14Sapho en effet, outre sa connaissance raffinée des nuances du sentiment amoureux et son extraordinaire talent pour la conversation, se révèle être une écrivaine très particulière dans la mesure où on ne la voit presque jamais lire ni surtout écrire. Bien que ses vers soient réclamés avec empressement dans toute la Grèce, « elle en faisait pourtant un si grand mystère, elle les donnait si difficilement et elle témoignait les estimer si peu que cela augmentait encore sa gloire. De plus, on ne savait quel temps elle prenait pour les faire car elle voyait ses amies très assidûment, et on ne la voyait presque jamais ni lire, ni écrire » (op. cit., p. 452). Il s’agit là bien plus que d’un écho de la posture de facilité et d’improvisation affectée par certains beaux esprits et dont Molière fera par exemple la caricature dans Les Précieuses ridicules, car Sapho énoncera d’autres réserves à l’égard du processus d’écriture et de publication.

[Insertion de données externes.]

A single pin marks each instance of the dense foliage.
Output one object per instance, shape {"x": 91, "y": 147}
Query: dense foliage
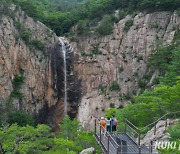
{"x": 61, "y": 15}
{"x": 28, "y": 139}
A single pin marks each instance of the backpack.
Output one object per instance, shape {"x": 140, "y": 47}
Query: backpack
{"x": 115, "y": 122}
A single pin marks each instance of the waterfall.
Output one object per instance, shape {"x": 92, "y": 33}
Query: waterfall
{"x": 65, "y": 75}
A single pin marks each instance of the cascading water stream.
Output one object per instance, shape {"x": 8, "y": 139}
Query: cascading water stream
{"x": 65, "y": 75}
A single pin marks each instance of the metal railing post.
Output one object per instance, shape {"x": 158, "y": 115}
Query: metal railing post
{"x": 95, "y": 127}
{"x": 151, "y": 146}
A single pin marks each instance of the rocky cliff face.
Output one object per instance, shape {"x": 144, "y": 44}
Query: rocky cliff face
{"x": 119, "y": 59}
{"x": 31, "y": 69}
{"x": 25, "y": 64}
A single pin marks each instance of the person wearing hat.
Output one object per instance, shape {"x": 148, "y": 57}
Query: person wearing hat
{"x": 103, "y": 125}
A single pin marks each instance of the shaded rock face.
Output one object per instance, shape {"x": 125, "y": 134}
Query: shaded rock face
{"x": 120, "y": 57}
{"x": 25, "y": 50}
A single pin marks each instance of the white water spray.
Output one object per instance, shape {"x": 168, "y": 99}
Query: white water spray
{"x": 65, "y": 75}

Ainsi son exil final au royaume des Sauromates, en lui permettant de laisser sa gloire littéraire derrière elle et de se concentrer désormais sur la perfection amoureuse et les grâces de son entretien qui font sa réputation, fait d’elle une auteure dont l’œuvre existera désormais à distance et loin d’elle.

15Il est du reste tout à fait frappant de noter à quel point, parmi la série de contrastes qui opposent dans le Discours sur Théophraste le Paris du siècle de Louis à l’Athènes de Théophraste figure aussi la question des livres et de l’écrit. Car si l’auteur du Discours revendique l’importance pour les générations futures de la lecture de « nos mémoires, de nos poésies, de notre comique et de nos satires » (p. 68), Athènes est une ville sans livres, semblant représenter une sorte de logique extrême de l’esthétique galante : la disparition tout entière de l’écrit dans l’échange de la conversation5. Pour un lectorat galant, le locuteur-philosophe du caractère de Clitiphon est donc l’anti-Sapho par excellence : il dit qu’« il ne peut être important, et il ne veut point l’être » et pourtant il met en scène son savoir et sa sagesse, il revendique d’être « vu de tous » mais il est seul et surtout il parle seul.

Le locuteur-philosophe en stoïcien raté

16Si l’empressement du locuteur-philosophe à s’exhiber le livre et la plume à la main peut donc paraître suspect dans le contexte élargi de l’écriture féminine au xviie siècle, l’aplomb qu’il montre à se présenter en philosophe cherchant à « régler [son] esprit et devenir meilleur » (p. 263) est tout aussi choquant pour le lecteur qui aura en tête les recommandations du Manuel d’Épictète telles qu’on peut les lire dans une édition de 1641 de la traduction de Guillaume du Vair. Nous y trouvons en effet une scène familière :

46. S’il vous faut aller vers quelqu’un lequel ait beaucoup d’authorité, representez-vous, que vous ne le trouverez pas à la maison, qu'il sera retiré, que l’on vous fermera la porte au nez, ou qu’il ne fera pas semblant de vous voir : si apres cela vous y allez, endurez ce qui vous y arrivera, & ne dites plus à par vous, Cela ne valoit que j’en prisse la peine. Car cela sent son plebée, & son homme qui se laisse transporter aux choses externes6.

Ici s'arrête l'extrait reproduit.